Courses for Skills Development in Biomedical Big Data Science
Deadline for submission: April 1, 2014
Additional information: bd2k_training@mail.nih.gov
As part of the NIH Big Data to Knowledge (BD2K) the purpose of BD2K R25 FOA will support:
Courses for Skills Development in topics necessary for the utilization of Big Data, including the computational and statistical sciences in a biomedical context. Courses will equip individuals with additional skills and knowledge to utilize biomedical Big Data.
Challenges in biomedical Big Data?
The major challenges to using biomedical Big Data include the following:
Locating data and software tools: Investigators need straightforward means of knowing what datasets and software tools are available and where to obtain them, along with descriptions of each dataset or tool. Ideally, investigators should be able to easily locate all published and resource datasets and software tools, both basic and clinical, and, to the extent possible, unpublished or proprietary data and software.
Gaining access to data and software tools: Investigators need straightforward means of 1) releasing datasets and metadata in standard formats; 2) obtaining access to specific datasets or portions of datasets; 3) studying datasets with the appropriate software tools in suitable environments; and 4) obtaining analyzed datasets.
Standardizing data and metadata: Investigators need data to be in standard formats to facilitate interoperability, data sharing, and the use of tools to manage and analyze the data.

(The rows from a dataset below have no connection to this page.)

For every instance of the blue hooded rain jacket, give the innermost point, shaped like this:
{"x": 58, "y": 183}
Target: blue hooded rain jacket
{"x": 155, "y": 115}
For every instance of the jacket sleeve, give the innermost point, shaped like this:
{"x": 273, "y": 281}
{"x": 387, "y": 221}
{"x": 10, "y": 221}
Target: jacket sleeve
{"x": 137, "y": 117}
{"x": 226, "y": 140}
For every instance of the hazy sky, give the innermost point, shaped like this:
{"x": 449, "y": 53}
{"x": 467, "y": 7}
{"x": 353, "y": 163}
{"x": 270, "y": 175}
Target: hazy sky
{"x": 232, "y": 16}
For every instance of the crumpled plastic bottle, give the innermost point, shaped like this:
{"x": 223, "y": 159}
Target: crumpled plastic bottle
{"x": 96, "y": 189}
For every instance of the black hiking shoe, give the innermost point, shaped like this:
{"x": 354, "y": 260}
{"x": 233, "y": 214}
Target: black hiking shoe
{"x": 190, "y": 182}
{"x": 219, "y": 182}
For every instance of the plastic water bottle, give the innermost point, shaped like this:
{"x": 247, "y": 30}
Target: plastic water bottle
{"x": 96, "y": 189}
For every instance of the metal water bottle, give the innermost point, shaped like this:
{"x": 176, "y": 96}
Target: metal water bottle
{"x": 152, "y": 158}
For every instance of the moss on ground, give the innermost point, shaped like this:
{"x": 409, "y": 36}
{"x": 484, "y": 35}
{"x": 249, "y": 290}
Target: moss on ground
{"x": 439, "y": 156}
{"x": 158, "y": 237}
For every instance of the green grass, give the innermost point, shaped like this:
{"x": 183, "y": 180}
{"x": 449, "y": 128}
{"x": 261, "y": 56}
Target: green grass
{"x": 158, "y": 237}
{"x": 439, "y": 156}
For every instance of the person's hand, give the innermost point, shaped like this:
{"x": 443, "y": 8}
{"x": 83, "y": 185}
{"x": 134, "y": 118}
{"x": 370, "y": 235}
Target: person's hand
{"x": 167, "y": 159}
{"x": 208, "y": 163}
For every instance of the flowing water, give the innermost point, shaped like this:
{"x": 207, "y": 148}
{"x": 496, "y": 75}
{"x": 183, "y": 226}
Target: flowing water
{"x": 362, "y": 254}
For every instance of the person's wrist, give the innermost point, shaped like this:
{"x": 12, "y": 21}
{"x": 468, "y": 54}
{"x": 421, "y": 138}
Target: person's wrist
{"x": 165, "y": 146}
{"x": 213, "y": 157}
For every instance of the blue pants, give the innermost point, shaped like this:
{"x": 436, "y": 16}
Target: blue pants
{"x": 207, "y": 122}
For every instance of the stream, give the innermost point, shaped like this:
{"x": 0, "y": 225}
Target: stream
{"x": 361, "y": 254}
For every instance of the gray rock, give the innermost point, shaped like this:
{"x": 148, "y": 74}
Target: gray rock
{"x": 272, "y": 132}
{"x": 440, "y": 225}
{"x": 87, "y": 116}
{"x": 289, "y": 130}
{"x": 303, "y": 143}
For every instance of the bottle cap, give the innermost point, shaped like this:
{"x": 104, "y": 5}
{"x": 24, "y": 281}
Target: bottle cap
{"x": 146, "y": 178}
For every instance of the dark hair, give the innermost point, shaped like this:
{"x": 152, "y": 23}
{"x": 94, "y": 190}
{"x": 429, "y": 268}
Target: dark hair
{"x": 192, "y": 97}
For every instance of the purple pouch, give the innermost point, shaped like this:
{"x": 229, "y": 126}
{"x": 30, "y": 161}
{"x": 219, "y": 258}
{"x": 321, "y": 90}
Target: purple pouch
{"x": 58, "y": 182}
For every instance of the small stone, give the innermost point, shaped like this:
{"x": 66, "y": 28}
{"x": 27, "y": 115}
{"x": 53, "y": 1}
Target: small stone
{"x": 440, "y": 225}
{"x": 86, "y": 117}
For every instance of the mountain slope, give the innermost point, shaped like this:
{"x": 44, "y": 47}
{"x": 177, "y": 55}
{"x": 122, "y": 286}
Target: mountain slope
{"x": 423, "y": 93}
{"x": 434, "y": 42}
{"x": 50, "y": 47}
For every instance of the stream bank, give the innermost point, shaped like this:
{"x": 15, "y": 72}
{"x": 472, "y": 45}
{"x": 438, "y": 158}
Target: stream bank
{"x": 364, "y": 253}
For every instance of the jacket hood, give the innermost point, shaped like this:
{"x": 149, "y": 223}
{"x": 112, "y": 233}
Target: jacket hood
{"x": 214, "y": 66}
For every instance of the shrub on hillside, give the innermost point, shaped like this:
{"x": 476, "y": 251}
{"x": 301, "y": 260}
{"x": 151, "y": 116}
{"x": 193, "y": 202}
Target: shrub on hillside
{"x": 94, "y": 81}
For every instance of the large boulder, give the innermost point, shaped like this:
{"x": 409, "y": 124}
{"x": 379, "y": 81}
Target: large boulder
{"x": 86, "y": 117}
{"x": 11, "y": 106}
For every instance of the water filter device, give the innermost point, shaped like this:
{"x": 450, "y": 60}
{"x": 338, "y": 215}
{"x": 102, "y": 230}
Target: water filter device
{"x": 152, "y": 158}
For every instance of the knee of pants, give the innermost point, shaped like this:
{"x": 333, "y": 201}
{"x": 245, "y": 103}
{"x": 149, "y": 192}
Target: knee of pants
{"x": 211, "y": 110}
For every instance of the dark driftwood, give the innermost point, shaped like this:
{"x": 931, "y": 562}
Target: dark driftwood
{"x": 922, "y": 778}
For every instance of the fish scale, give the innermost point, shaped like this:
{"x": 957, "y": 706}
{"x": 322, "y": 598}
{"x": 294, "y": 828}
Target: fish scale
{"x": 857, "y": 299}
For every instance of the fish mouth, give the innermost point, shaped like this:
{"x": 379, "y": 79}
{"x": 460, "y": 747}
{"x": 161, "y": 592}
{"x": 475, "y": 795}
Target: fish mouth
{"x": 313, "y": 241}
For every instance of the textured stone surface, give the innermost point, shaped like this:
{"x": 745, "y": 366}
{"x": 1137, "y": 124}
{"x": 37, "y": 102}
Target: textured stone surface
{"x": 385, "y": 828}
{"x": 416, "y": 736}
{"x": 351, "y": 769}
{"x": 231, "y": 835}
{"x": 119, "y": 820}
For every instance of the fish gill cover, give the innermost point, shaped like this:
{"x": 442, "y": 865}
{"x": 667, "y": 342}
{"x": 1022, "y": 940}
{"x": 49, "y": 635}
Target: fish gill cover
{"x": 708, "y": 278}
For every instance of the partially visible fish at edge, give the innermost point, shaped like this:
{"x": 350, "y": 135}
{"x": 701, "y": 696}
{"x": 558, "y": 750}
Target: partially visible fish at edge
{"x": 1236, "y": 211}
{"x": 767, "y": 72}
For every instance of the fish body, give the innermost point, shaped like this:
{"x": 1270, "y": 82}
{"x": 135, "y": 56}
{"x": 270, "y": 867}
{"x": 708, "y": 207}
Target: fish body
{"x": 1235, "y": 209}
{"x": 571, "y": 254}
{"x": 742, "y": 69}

The datasets need to be described by standard metadata to allow novel uses as well as reuse and integration.
Sharing data and software: While significant progress has been made in broad and rapid sharing of data and software, it is not yet the norm in all areas of biomedical research. More effective data- and software-sharing would be facilitated by changes in the research culture, recognition of the contributions made by data and software generators, and technical innovations. Validation of software to ensure quality, reproducibility, provenance, and interoperability is a notable goal.
Organizing, managing, and processing biomedical Big Data: Investigators need biomedical data to be organized and managed in a robust way that allows them to be fully used; currently, most data are not sufficiently well organized. Barriers exist to releasing, transferring, storing, and retrieving large amounts of data. Research is needed to design innovative approaches and effective software tools for organizing biomedical Big Data for data integration and sharing while protecting human subject privacy.
Developing new methods for analyzing biomedical Big Data: The size, complexity, and multidimensional nature of many datasets make data analysis extremely challenging. Substantial research is needed to develop new methods and software tools for analyzing such large, complex, and multidimensional datasets. User-friendly data workflow platforms and visualization tools are also needed to facilitate the analysis of Big Data.
Training researchers for analyzing biomedical Big Data: Advances in biomedical sciences using Big Data will require more scientists with the appropriate data science expertise and skills to develop methods and design tools, including those in many quantitative science areas such as computational biology, biomedical informatics, biostatistics, and related areas. In addition, users of Big Data software tools and resources must be trained to utilize them well.
It’s hard to me to read that list and not see subject identity as playing some role in meeting all of those challenges. Not a complete solution because there are a variety of problems in each challenge. But to preserve access to data sets over time, issues and approaches, subject identity is a necessary component of any solution.
Applicants have to be institutions of higher education but I assume they can hire expertise as required.